Fossil fuel executives seem hell-bent on sailing through that threshold as they (literally) double down on oil and gas production. Less than a month after ExxonMobil announced its intention to acquire Permian Basin driller Pioneer Resources for $60 billion, Chevron this week announced its own all-stock acquisition of Hess for $53 billion—the largest such deal in the company’s history.

Chevron CEO Mike Wirth has hit back at the IEA’s projection that oil and gas demand will peak this decade. “I don’t think they’re remotely right,” he told the Financial Times. “You can build scenarios, but we live in the real world and have to allocate capital to meet real world demands.” It’s hard to imagine he takes any more seriously the agency’s assessment of what’s required to limit warming to 1.5 degrees Celsius. To achieve that goal, the IEA predicts that every new unit of energy delivered in 2050 will need to consume two-thirds less fossil fuels.

“Looking at the world today or tomorrow, no one can convince me that oil and gas represent safe or secure energy choices for countries and consumers worldwide,” IEA head Fatih Birol told the Financial Times. Where drillers might have poured last year’s record profits into diversifying their business—expanding low-carbon ventures—they’ve just bet tens of billions of dollars on the IEA being wrong about what will, and what should, happen.

Chevron and Exxon have plenty of cause for optimism, though. The U.S. already accounts for 90 percent of new liquefied natural gas projects approved anywhere on earth since the start of 2022. Domestic crude oil production reached record levels this year and is likely to do the same in 2024. If governments follow through on today’s climate pledges, oil demand will decline by 50 percent by midcentury. Limiting warming to 1.5 degrees Celsius, the IEA argues, would see fossil fuel production decline 2 percent per year through 2030 worldwide, and 4 to 5 percent per year after that through 2050.

For oil companies’ recent investment decisions to pay off, that is, even the most modest of climate goals will have to stay firmly out of reach.
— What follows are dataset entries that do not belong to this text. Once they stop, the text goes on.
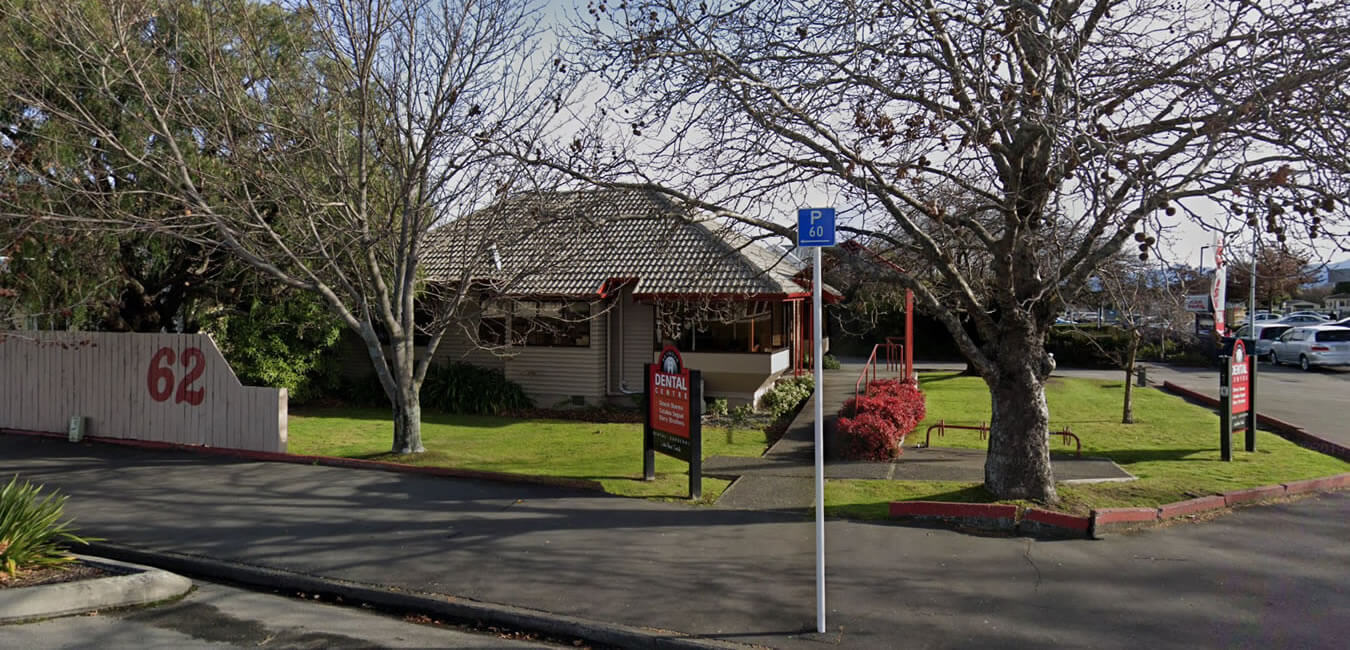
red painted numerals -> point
(159, 380)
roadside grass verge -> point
(1172, 446)
(609, 453)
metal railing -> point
(984, 433)
(894, 357)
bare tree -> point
(1071, 123)
(1145, 300)
(320, 142)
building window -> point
(536, 323)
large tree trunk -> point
(394, 366)
(408, 425)
(1018, 462)
(407, 400)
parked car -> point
(1312, 346)
(1303, 318)
(1266, 334)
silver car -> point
(1303, 318)
(1266, 335)
(1312, 346)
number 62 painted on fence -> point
(159, 380)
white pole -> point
(820, 445)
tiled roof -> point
(571, 243)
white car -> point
(1303, 318)
(1312, 346)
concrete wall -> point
(149, 387)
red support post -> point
(909, 334)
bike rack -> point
(1065, 434)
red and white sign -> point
(670, 410)
(1219, 288)
(1239, 379)
(1198, 303)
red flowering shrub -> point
(874, 426)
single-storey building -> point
(582, 288)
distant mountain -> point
(1330, 272)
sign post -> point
(674, 425)
(1235, 411)
(816, 229)
(1219, 289)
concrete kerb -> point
(1044, 523)
(984, 516)
(128, 585)
(405, 602)
(328, 461)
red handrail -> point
(894, 360)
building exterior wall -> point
(554, 375)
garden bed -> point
(1172, 447)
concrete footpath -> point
(1262, 577)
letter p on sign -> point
(816, 227)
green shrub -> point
(787, 395)
(281, 343)
(718, 407)
(31, 531)
(465, 388)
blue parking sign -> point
(816, 227)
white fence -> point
(149, 387)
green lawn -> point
(1173, 447)
(610, 454)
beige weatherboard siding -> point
(173, 388)
(554, 375)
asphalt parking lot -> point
(1312, 400)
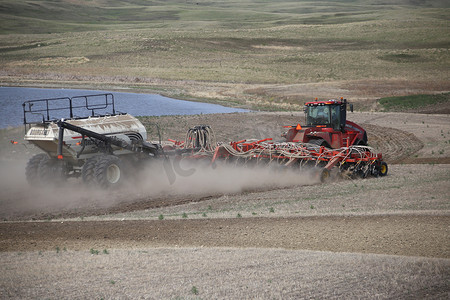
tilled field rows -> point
(426, 236)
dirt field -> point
(264, 237)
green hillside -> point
(233, 42)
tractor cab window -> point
(328, 115)
(335, 117)
(318, 115)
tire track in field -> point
(395, 145)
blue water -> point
(11, 99)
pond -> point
(11, 99)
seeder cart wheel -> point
(383, 169)
(109, 171)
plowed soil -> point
(197, 237)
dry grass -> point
(338, 44)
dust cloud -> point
(154, 182)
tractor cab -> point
(327, 125)
(330, 113)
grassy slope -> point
(276, 42)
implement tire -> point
(325, 175)
(32, 169)
(109, 171)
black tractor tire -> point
(325, 175)
(88, 170)
(51, 171)
(383, 169)
(32, 168)
(319, 142)
(109, 171)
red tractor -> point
(327, 125)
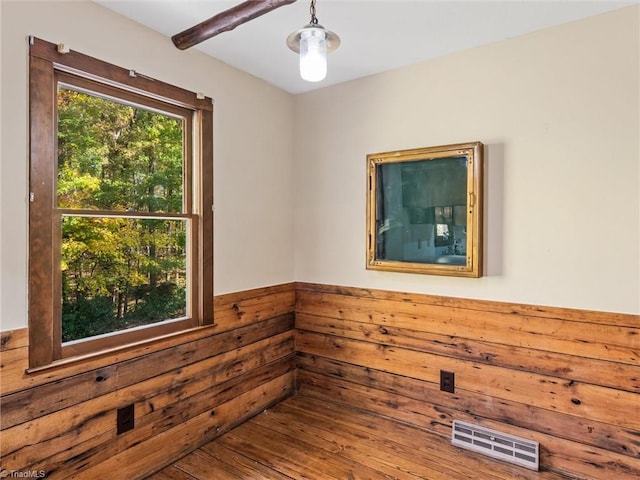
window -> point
(120, 218)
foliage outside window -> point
(120, 218)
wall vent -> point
(496, 444)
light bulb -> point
(313, 54)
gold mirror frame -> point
(424, 210)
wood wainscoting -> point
(568, 379)
(186, 391)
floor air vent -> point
(495, 444)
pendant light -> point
(313, 42)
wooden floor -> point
(303, 438)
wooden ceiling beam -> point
(225, 21)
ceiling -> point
(377, 35)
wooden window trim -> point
(45, 63)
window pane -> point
(120, 273)
(114, 156)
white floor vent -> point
(496, 444)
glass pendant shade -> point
(313, 54)
(313, 42)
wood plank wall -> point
(569, 379)
(186, 391)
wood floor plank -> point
(202, 466)
(287, 449)
(249, 468)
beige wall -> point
(253, 145)
(558, 111)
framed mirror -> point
(424, 210)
Conversely, striving toward putting them within reach means rendering many of their investments worthless. Policymakers don’t seem poised to make it so.

The IEA didn’t create its projections and recommendations out of thin air. Modelers make assumptions based on available data about likely outcomes or work backward from goals like net-zero emissions. Fossil fuel executives have a vested interest in making sure some scenarios come true and others don’t. If the world goes down one path, they stand to lose trillions of dollars. If it follows another, they can continue to make fabulous amounts of money in a world that is two, three, or four degrees warmer. Those same companies painting themselves as service providers—humbly meeting the world’s energy demands—obscure just how much they do to influence that demand and, consequently, our shared future: bankrolling politicians who stop climate policy in its tracks; lobbying to kill and weaken bills that might reduce emissions; historically, backing efforts to undermine climate science and diplomacy.

The recent spending binges on Pioneer and Hess, then, should be thought of less as a sober, pragmatic assessment of where things stand than as another attempt by oil companies to tip the scales in their favor. And the IEA report is a rebuttal of sorts: a road map toward a slightly less calamitous future.